LAKE CHARLES – Longtime McNeese team physician and one of the nation's top orthopedic surgeons, Dr. David Drez, was presented the Jack Weakley Award of Distinction on Wednesday in Houston at the annual National Athletic Trainers' Association (NATA) award's banquet.
The award, formerly the President's Challenge award, honors one individual each year for a lifetime of outstanding contributions that directly impacts health care in the area of athletics, athletic training, or sports medicine and are of major and lasting importance.
Established in 1976, the award provides a stimulus of continued service, research and education in the field of athletic health care.
Dr. Drez retired in 2013 after a 42-year career as an orthopedic surgeon with 37 of those as the team physician for McNeese's athletic program.
He attended and graduated from Tulane Medical School and began a residency in orthopedic surgery in 1967 then opened his practice in Lake Charles in 1971 while also working the sidelines at McNeese athletic contests, assisting then team physician Dr.
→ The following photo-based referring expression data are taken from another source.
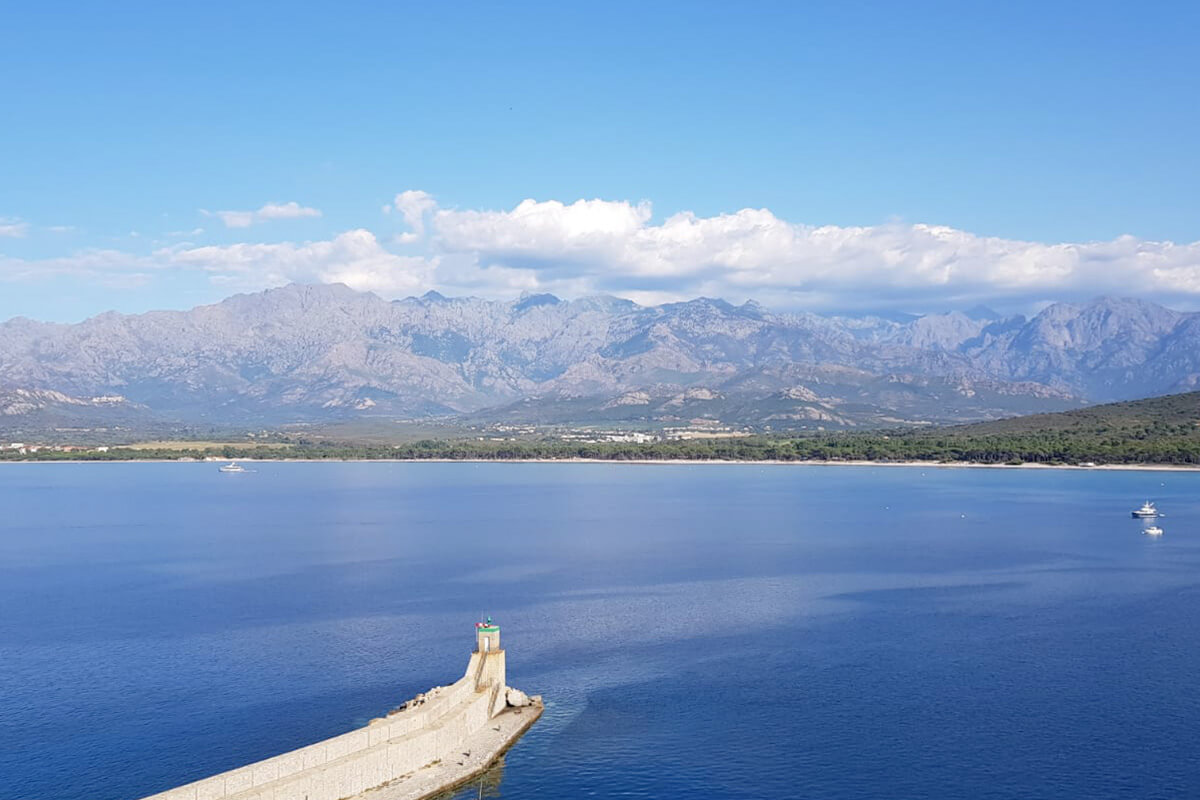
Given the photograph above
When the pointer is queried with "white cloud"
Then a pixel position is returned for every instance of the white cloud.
(413, 204)
(13, 228)
(354, 258)
(270, 211)
(108, 268)
(618, 247)
(613, 246)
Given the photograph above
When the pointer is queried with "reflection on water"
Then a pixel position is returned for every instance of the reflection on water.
(485, 786)
(738, 631)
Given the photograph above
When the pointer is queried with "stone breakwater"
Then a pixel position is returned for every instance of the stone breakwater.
(427, 745)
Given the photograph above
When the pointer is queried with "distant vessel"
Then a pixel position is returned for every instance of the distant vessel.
(1147, 511)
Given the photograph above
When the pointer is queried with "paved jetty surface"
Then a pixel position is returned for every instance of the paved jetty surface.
(473, 758)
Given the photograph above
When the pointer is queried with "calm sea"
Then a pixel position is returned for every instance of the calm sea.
(699, 631)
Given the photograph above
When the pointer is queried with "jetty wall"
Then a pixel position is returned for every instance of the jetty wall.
(429, 728)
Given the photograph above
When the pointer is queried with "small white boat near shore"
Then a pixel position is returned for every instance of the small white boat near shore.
(1147, 511)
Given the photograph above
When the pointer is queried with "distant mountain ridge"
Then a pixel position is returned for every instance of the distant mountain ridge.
(322, 353)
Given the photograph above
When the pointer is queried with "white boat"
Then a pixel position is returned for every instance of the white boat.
(1147, 511)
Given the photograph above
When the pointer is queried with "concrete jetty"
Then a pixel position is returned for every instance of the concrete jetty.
(430, 744)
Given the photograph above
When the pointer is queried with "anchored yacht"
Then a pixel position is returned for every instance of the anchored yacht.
(1147, 511)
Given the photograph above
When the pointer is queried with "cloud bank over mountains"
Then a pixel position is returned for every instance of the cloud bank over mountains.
(619, 247)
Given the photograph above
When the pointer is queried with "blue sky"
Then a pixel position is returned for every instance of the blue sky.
(822, 155)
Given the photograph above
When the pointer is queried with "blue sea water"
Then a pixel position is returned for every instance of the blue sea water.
(700, 631)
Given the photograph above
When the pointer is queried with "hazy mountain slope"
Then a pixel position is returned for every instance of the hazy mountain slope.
(325, 352)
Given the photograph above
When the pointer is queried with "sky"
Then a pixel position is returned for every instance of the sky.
(825, 156)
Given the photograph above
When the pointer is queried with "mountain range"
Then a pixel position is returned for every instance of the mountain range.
(327, 353)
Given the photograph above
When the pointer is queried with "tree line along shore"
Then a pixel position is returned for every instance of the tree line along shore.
(1177, 446)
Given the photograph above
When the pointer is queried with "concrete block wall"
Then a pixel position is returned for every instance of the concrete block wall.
(367, 757)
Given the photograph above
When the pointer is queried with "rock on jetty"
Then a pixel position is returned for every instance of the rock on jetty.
(430, 744)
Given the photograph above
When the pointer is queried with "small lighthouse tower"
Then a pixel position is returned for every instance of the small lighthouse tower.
(487, 636)
(487, 665)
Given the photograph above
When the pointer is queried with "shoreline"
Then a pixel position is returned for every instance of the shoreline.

Boyd Woodard.
In 1973 Woodard asked Drez to take over as the lead McNeese team physician and that's when he began an association that lasted until his retirement, a pairing that was the longest in the nation.
During his career, Drez, who is a retired Lieutenant Colonel in the U. S. Army Reserve, became a nationally known lecturer and author and was inducted into the Louisiana Athletic Trainers Hall of Fame as well as into the McNeese Hall of fame.
He has served as a visiting lecturer or professor at the Baylor College of Medicine, at UCLA, at the University of Texas Medical Center, at the Univ. of Pittsburgh, at Northwestern University, at the University of Arizona, at Balgrist University in Switzerland and at the LSU School of Medicine where he also served as a clinical professor.
Drez was also the innovator in providing athletic trainers for local high schools in Southwest Louisiana.
He built lasting relationships with former McNeese athletic trainers Dowell Fontenot and Jim Murphy and during his time at McNeese, treated upwards of 10,000 student-athletes.
The rehabilitation area of the Dowell Fontenot Sports Medicine Center at the university is named the David Drez, MD rehabilitation center. He was one of the five founding members of Center for Orthopaedics in 1994.
Dr. Drez was nominated for the award by Murphy, who served 33 years as McNeese's athletic trainer before retiring in 2013.